The result of running EAP is represented by a success or fail which is passed to the processes running EAP between themselves. It may also pass other information like key or state. This does not depend in any way on the underlying protocol carrying EAP.

EAP runs EAP methods. EAP methods implement different algorithms, most of the current ones are authentication, some of which provide tunnels in which other EAP Methods may be run. Methods are run by EAP. Each method is a set of messages. The termination of an EAP method is a success or fail (at least in the authenticator), state (perhaps reason code), and (again perhaps) key. Other things could be defined and perhaps should be, else EAP variables in methods will become part of the process calling them.

When EAP runs between processes it may be desirable to pass some info from the processes to EAP so that it can use that information when building keys so the keys are bound to the calling process. One question in my mind is whether the binding is done by having the EAP method pass a "unbound" key to EAP and having EAP do the binding, or to pass the information to the EAP method and have the method do the binding.

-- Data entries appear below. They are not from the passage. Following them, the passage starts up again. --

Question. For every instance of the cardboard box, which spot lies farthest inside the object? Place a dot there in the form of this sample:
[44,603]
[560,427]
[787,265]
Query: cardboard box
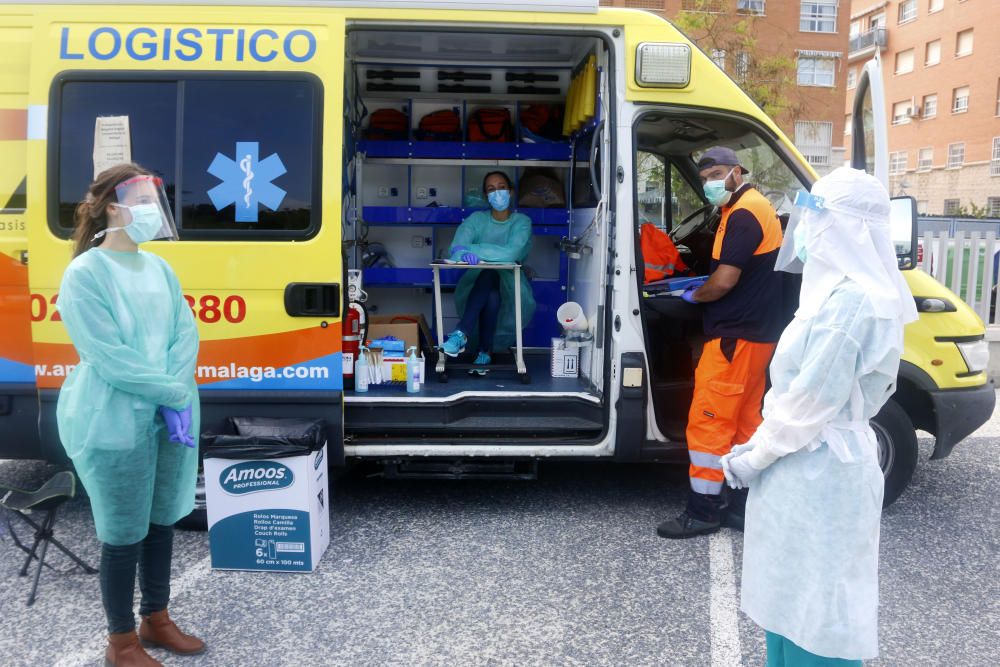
[565,360]
[268,514]
[410,328]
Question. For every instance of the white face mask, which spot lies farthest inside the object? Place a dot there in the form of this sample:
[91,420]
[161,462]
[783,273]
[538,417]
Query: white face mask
[716,192]
[146,223]
[799,236]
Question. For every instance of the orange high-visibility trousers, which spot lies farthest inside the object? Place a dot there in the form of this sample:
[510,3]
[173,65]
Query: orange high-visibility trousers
[725,410]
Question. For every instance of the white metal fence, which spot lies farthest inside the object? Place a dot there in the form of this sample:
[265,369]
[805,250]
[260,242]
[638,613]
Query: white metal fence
[963,256]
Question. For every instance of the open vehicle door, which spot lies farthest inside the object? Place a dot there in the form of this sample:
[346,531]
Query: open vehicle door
[870,151]
[869,132]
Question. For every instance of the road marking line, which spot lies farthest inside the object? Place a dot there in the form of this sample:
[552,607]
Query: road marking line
[93,650]
[725,626]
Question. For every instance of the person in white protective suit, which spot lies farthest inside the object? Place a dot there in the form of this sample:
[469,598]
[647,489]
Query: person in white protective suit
[810,555]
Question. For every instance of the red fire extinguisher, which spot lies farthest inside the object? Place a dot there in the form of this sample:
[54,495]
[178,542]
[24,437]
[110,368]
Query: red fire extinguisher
[355,331]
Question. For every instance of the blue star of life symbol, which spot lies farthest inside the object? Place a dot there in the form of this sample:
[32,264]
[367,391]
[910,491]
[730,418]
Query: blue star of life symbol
[246,181]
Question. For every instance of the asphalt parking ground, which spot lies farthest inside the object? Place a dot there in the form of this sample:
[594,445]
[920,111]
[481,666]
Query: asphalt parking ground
[565,570]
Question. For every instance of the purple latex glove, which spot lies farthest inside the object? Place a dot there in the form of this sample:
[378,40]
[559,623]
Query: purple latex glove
[175,422]
[689,293]
[186,427]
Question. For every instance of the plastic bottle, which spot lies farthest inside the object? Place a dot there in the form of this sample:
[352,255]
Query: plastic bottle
[361,371]
[413,379]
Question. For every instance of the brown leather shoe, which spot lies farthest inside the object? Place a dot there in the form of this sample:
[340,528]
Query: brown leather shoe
[157,630]
[124,650]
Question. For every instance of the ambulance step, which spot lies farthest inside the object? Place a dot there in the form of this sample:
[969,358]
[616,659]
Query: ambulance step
[522,469]
[531,419]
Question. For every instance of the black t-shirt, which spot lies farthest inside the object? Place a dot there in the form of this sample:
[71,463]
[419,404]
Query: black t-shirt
[753,309]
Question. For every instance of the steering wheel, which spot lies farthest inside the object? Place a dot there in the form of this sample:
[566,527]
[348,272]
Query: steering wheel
[691,225]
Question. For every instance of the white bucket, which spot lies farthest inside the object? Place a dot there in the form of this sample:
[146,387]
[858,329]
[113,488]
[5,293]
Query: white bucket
[571,317]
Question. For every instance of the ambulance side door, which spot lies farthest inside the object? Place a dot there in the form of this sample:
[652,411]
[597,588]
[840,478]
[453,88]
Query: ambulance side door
[869,129]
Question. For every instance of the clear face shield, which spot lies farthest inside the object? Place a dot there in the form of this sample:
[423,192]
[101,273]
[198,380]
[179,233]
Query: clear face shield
[141,211]
[788,256]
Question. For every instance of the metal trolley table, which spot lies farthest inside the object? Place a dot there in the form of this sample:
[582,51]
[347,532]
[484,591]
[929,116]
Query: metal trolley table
[518,366]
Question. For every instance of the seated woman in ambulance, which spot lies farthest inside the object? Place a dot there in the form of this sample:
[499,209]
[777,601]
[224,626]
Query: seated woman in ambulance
[486,297]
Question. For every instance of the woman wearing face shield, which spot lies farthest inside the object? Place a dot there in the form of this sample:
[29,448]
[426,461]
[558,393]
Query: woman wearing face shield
[486,298]
[128,412]
[810,556]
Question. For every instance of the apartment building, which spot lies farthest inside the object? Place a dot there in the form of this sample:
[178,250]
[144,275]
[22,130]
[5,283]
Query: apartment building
[941,69]
[811,33]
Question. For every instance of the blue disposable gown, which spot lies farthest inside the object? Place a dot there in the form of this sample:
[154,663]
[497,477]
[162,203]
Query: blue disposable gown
[495,241]
[138,346]
[810,555]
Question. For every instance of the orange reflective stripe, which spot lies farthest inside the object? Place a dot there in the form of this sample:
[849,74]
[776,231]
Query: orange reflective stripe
[711,474]
[760,208]
[659,254]
[725,408]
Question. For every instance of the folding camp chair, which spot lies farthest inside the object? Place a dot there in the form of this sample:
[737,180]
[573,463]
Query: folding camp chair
[45,501]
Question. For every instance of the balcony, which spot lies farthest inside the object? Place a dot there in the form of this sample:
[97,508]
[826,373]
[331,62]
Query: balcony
[866,43]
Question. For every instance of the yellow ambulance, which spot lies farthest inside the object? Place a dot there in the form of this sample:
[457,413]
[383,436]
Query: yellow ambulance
[319,157]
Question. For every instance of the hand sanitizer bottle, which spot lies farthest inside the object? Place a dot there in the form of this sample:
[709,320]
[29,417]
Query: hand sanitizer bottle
[361,371]
[413,379]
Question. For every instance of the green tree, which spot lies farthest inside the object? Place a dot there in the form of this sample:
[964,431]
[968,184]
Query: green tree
[732,41]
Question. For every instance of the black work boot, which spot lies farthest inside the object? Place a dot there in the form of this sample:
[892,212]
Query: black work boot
[700,518]
[686,525]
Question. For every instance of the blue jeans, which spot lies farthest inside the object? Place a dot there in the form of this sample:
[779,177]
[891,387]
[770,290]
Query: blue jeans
[782,652]
[483,307]
[118,567]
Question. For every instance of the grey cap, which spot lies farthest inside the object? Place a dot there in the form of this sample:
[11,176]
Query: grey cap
[720,155]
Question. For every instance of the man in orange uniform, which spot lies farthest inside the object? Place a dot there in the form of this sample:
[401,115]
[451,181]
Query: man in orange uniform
[743,320]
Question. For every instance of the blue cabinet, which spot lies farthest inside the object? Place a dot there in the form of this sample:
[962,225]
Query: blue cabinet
[383,160]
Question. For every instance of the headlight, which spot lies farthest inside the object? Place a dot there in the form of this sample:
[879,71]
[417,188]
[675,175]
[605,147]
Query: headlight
[976,355]
[927,304]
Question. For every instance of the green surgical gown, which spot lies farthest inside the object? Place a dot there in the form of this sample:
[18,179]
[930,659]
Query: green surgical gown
[495,241]
[138,346]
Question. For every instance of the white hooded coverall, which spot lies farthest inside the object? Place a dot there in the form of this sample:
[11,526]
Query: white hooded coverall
[810,560]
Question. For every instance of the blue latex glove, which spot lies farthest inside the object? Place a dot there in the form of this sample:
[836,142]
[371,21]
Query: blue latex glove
[174,420]
[738,469]
[186,427]
[689,293]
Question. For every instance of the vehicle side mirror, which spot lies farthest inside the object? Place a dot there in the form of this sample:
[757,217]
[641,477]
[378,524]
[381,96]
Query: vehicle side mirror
[903,230]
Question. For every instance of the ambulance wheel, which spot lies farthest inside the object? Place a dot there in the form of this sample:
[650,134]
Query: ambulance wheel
[897,449]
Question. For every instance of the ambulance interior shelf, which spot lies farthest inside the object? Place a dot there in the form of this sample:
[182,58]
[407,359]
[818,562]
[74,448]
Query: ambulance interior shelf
[397,169]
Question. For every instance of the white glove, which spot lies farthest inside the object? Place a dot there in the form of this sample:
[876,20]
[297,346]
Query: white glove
[737,468]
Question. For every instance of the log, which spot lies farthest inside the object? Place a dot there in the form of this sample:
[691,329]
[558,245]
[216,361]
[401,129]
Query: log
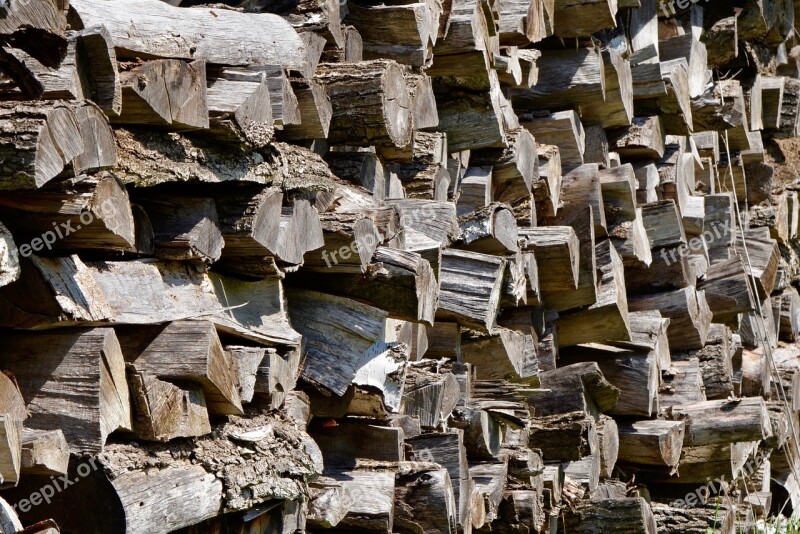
[151,351]
[39,141]
[9,257]
[401,283]
[688,311]
[218,36]
[239,105]
[50,367]
[185,228]
[164,411]
[557,252]
[652,443]
[633,515]
[607,318]
[165,92]
[508,355]
[44,452]
[375,92]
[580,19]
[723,421]
[470,287]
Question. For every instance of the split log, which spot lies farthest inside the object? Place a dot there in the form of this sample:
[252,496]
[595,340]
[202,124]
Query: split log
[239,105]
[581,220]
[655,443]
[489,230]
[644,139]
[315,111]
[9,257]
[470,287]
[152,350]
[184,228]
[165,92]
[376,94]
[218,36]
[688,311]
[345,347]
[607,318]
[164,411]
[608,514]
[44,452]
[507,355]
[50,367]
[424,486]
[51,140]
[581,19]
[401,283]
[723,421]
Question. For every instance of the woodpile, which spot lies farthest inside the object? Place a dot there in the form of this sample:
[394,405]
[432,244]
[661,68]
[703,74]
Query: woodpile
[516,266]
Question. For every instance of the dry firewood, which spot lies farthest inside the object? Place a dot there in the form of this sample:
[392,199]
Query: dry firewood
[568,79]
[239,105]
[514,169]
[151,351]
[9,257]
[49,367]
[557,252]
[429,396]
[474,120]
[360,349]
[562,129]
[609,443]
[723,421]
[92,214]
[218,36]
[489,230]
[470,289]
[566,437]
[166,92]
[636,374]
[315,109]
[424,486]
[164,411]
[164,292]
[361,89]
[628,515]
[507,355]
[644,139]
[688,311]
[489,480]
[246,462]
[607,318]
[51,140]
[401,283]
[44,452]
[372,496]
[656,443]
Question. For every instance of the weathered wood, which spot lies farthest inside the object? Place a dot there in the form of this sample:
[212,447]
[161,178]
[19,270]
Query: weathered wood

I am not sure if there are cryptographic reasons for doing binding one place or the other. I would be interested in understanding if those reasons exist and if so what they are. From a structural design point of view it seems that having EAP methods always produce the key and having the EAP process (or the process that calls EAP) bind it might be simpler for EAP method implementers. Then EAP methods could produce a key and callers could bind it to the process calling it in any way that seems appropriate for the particular application.

I am very interested in reactions to this way of thinking about EAP and interaction with other processes. I don't think limiting EAP to use in AAA style systems is necessary or a good thing. EAP use in IKEv2, PANA, and within PEAP, FAST, TTLS is making this important. This seems a good topic to spend some time on at the next IETF. It also seems to play into the Key Management issues.